Fumiko Kimura, MD ; Fumikazu Sakai, MD ; Yasunari Sakomura, MD ; Mikihiko Fujimura, MD ; Eiko Ueno, MD ; Naoki Matsuda, MD ; Hiroshi Kasanuki, MD ; Norio Mitsuhashi, MD
1 From the Department of Radiology (F.K., F.S., M.F., E.U., N. Mitsuhashi) and the Department of Cardiology in the Heart Institute of Japan (Y.S., N. Matsuda, H.K.), Tokyo Women’s Medical University, 8-1 Kawada-cho, Shinjuku-ku, Tokyo 162-8666, Japan. Recipient of a Certificate of Merit award for an education exhibit at the 2001 RSNA scientific assembly. Received February 14, 2002; revision requested March 13 and received May 8; accepted May 10.

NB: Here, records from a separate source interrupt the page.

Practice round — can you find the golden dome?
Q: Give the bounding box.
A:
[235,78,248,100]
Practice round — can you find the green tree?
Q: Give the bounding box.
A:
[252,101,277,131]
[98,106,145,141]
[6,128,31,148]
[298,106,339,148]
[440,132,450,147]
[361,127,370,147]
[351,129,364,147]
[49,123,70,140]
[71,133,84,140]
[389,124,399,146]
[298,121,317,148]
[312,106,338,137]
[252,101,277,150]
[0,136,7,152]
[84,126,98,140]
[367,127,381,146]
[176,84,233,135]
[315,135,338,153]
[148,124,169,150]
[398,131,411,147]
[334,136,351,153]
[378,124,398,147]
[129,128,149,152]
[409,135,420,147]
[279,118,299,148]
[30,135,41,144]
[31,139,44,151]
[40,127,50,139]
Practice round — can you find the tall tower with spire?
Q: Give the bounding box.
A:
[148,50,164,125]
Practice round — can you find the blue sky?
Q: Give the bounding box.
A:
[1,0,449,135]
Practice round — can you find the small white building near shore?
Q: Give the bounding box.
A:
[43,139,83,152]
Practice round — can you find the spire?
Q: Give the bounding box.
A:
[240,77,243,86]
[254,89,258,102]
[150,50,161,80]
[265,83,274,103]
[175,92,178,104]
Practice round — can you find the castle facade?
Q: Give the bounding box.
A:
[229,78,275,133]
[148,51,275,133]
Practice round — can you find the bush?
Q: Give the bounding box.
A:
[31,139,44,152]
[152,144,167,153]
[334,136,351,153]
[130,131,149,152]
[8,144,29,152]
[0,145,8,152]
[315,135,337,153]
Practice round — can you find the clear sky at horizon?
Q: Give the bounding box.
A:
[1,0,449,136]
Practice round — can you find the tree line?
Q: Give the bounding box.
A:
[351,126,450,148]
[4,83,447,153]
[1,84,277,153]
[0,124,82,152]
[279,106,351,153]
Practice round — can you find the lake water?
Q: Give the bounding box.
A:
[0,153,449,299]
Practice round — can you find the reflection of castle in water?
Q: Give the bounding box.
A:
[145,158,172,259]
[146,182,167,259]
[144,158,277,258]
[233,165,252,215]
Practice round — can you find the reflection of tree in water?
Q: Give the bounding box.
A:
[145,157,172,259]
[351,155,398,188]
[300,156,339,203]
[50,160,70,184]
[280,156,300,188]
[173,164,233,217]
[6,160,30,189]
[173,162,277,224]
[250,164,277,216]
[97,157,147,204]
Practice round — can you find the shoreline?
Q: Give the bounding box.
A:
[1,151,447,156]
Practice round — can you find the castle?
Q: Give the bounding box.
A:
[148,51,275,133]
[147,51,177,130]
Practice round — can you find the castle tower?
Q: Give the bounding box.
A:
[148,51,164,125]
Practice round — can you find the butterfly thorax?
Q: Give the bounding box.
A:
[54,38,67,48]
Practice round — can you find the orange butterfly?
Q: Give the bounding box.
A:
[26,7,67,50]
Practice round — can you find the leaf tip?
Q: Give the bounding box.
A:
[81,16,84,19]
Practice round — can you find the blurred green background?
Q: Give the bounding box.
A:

Arrhythmogenic right ventricular cardiomyopathy (ARVC), also known as arrhythmogenic right ventricular dysplasia, is a disorder of the heart muscle of unknown origin. It is characterized by electrical instability of the heart as a result of replacement of the right ventricular myocardium with fatty or fibrous fatty tissue. Dilatation of the right ventricle; fatty tissue in conspicuous trabeculae of the right ventricle, especially in the anterior wall, apex, and inferior (diaphragmatic) wall; and a scalloped appearance (bulging) of the right ventricular wall are characteristic findings at helical computed tomography (CT) that may be used to diagnose ARVC. Fatty tissue in the left ventricle and ventricular septum is seen relatively frequently in ARVC, and fat in the ventricular septum is another useful finding for diagnosis of ARVC with helical CT. ARVC is usually diagnosed on the basis of clinical or pathologic findings, and electron-beam CT is superior to nongated helical CT in assessment of abnormal right ventricular function. However, with knowledge of the characteristic findings, standard nongated helical CT can be helpful in diagnosing ARVC.